Logo em Junho os resultados eleitorais foram ironicamente contestados por [Álvaro] Cunhal ao explicar a um jornal italiano que «o processo eleitoral não era mais do que um complemento marginal da dinâmica revolucionária»: sempre o fantasma de 1917, mantido num atraso mental e político de sessenta anos. O oficial mais culto e crítico dos Capitães de Abril, Melo Antunes, que assinara um famoso mas improfícuo Documento dos Nove de urgentes gáspeas no MFA [Movimento das Forças Armadas], comentou sibilinamente para um jornal francês que «os comunistas (tinham sido) lógicos para si próprios»... Encontrei-o, mais tarde, desiludido e lento, contratado pela UNESCO em Paris.
(...)
Cunhal entrara em paranóia; provocou afrontamentos no 1º de Maio seguinte e no caso simbólico da tomada do jornal República (terá o filme de Ginette Lavigne sido mostrado em Portugal?), levando, por inacreditável falta táctica, a uma manifestação enorme de resposta e apoio ao PS, três dias depois, em 22 de Maio – que me passou à porta, tendo-me nela levado até S. Pedro de Alcântara, facto único na minha biografia.

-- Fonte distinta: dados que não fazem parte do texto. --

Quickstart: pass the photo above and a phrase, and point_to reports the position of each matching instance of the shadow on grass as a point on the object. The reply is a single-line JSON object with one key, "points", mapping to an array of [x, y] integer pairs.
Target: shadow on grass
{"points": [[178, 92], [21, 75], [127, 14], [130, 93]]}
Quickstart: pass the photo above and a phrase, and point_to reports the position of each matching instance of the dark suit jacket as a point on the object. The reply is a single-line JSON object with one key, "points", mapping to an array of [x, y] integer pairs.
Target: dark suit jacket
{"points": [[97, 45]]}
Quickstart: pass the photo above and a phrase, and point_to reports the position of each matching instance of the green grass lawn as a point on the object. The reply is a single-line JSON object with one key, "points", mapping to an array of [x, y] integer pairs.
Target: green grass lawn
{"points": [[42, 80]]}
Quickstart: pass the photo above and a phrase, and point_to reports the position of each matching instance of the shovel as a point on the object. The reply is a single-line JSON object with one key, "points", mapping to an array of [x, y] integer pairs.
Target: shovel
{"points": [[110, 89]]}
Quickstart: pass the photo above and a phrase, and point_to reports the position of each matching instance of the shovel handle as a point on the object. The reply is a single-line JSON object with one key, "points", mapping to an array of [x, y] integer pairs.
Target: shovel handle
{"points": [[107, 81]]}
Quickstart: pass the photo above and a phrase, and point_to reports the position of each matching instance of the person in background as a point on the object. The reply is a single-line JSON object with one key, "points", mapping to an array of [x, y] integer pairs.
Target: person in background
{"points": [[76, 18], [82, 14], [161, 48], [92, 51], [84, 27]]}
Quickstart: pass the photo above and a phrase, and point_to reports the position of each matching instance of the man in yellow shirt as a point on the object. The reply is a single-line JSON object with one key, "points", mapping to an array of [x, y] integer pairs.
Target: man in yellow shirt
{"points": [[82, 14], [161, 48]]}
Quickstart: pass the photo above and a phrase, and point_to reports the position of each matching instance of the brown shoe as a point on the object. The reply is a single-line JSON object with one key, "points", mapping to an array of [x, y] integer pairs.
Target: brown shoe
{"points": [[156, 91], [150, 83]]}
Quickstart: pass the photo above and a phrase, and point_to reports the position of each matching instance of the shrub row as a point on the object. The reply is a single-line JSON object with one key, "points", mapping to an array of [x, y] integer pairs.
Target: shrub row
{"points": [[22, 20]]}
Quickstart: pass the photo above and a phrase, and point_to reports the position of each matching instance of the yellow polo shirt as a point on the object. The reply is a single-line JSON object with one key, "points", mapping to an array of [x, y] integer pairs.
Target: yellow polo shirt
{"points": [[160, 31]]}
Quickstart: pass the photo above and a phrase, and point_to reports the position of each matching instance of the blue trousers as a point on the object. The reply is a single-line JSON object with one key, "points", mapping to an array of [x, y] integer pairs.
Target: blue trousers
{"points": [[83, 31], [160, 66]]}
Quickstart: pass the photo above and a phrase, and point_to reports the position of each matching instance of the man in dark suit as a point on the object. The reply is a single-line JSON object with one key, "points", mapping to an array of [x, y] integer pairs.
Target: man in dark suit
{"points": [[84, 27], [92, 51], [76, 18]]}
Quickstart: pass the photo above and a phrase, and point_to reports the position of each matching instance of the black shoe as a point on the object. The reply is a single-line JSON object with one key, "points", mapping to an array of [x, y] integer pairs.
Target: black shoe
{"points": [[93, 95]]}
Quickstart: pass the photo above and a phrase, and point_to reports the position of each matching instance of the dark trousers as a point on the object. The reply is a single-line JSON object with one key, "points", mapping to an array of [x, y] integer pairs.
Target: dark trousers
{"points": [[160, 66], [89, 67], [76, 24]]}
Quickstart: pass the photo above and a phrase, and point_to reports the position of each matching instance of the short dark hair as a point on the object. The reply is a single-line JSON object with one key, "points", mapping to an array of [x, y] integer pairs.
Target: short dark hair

Como não desejaria iludir-se Cunhal se, dias atrás, a Associação Portuguesa de Escritores, num congresso dominado pelos comunistas, ao fim aclamara Vasco Gonçalves, a pé e unânime? Não terei sido única mas sem dúvida rara excepção, ao ficar sentado, na sala sobreexcitada, à vinda ao palco do coronel primeiro-ministro que discursou qualquer coisa a propósito de tanto sucesso...
Não fui, porém, excepção, na minha própria comunicação (que publiquei no Jornal Novo), friamente recebida, como a de Sophia [Mello Breyner], voltadas ambas para uma liberdade de criação e de expressão que nos parecia ser condição necessária da revolução que muitos de nós ali presentes (embora nem sempre capazes de reivindicar a sua natureza) tínhamos ajudado a fazer. Enfim...
Pouco antes, o Eduardo Lourenço procurara-me na Universidade, com o José Augusto Seabra e um texto-proclamação contra a ditadura intelectual que se instaurava. Redigira-o ele, aumentara-o o Seabra, e devia acrescentá-lo eu, mas disso me abstive para evitar mais confusões de estilo, e apenas o subscrevi. Outras assinaturas o apoiaram depois, como a de Sophia de Mello Breyner (e de quem mais?) que apareceram na publicação da imprensa, que não encontro» (Memórias para o Ano 2000, pp. 242-243).